Antonio van Wyk

Personal information
- Date of birth: 30 March 2002 (age 24)
- Place of birth: Cape Town, South Africa
- Height: 1.78 m (5 ft 10 in)
- Position: Midfielder

Team information
- Current team: Mamelodi Sundowns
- Number: 29

Youth career
- Ubuntu Cape Town
- Stellenbosch

Senior career*
- Years: Team / Apps / (Gls)
- 2021–2024: Stellenbosch / 63 / (5)
- 2024–2026: SV Ried / 47 / (4)
- 2026–: Mamelodi Sundowns / 2 / (0)

International career^{‡}
- 2022–: South Africa / 4 / (1)

= Antonio van Wyk =

South African soccer player (born 2002)

Antonio van Wyk (born 30 March 2002) is a South African footballer who plays as a midfielder for Mamelodi Sundowns and the South Africa national football team.

==Club career==
Following impressive performances for Stellenbosch's Challenge team, he was promoted to the senior squad in the summer of 2021 together with teammate Fuad Johnson. van Wyk and Johnson also went on trial together at Royal Antwerp in April 2022.

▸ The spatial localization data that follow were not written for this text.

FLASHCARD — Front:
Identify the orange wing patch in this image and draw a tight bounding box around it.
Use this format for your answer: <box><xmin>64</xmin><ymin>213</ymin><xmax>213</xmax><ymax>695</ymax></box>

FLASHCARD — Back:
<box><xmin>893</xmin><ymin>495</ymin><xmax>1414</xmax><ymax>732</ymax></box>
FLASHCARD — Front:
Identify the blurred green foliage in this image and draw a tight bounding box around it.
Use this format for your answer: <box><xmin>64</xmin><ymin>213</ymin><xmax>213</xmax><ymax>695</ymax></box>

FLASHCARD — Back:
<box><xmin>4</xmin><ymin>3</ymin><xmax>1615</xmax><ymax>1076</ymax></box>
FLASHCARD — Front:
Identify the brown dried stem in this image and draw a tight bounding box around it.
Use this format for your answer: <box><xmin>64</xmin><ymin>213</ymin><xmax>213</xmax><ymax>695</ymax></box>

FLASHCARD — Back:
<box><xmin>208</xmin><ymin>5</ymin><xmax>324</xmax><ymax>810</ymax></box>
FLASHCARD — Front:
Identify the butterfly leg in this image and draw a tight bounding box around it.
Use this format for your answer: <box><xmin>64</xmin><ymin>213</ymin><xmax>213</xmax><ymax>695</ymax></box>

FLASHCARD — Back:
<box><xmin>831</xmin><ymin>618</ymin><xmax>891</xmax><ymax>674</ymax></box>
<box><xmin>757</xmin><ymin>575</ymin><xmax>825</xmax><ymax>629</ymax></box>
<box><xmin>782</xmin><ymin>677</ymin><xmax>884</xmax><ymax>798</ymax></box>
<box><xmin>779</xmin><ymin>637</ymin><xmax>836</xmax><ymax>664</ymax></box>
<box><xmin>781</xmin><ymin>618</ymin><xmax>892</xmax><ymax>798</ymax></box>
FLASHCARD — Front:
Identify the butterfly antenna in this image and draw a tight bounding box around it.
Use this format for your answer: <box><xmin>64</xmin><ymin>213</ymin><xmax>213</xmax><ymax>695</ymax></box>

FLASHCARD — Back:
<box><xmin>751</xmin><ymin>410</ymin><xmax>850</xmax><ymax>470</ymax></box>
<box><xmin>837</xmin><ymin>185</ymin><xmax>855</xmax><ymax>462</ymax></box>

In September 2024, van Wyk moved to Austrian side SV Ried on a permanent transfer.

In June 2026, Van Wyk signed a long term deal with South African giants Mamelodi Sundowns.

==International career==
van Wyk was called up to Bafana Bafana for the 2022 COSAFA Cup. Here, he featured against Mozambique and Botswana, scoring his first international goal in the victory over the latter.